A: This result can be used in practice by:

  • Modeling and analyzing: Using this result to model and analyze the behavior of systems that are subject to multiple stopping times.
  • Risk assessment: Using this result to assess the risk of financial instruments or insurance policies that are subject to multiple stopping times.
  • Decision-making: Using this result to make informed decisions about systems that are subject to multiple stopping times.

Q: What are some potential limitations of this result?
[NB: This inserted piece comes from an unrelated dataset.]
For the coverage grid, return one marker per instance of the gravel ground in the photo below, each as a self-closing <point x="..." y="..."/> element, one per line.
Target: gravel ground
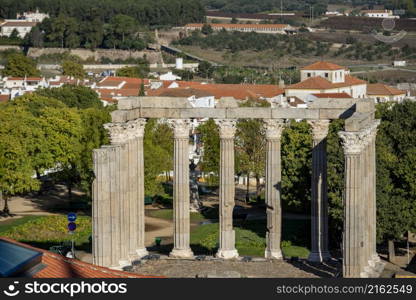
<point x="235" y="269"/>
A: Some potential limitations of this result include:

  • Assumptions: The assumptions of this result may not hold in all cases, which could limit its applicability.
  • Complexity: The proof of this result may be complex and difficult to understand, which could limit its accessibility.
  • Generalizability: This result may not be generalizable to all settings, which could limit its applicability.

Q: What are some potential future directions for research?

A: Some potential future directions for research include:

  • Extending the result: Extending the result to more general settings, such as multiple stopping times or more general filtrations.
  • Applying the result: Applying the result to real-world problems, such as risk management or insurance.
  • Developing new techniques: Developing new techniques for proving and applying this result.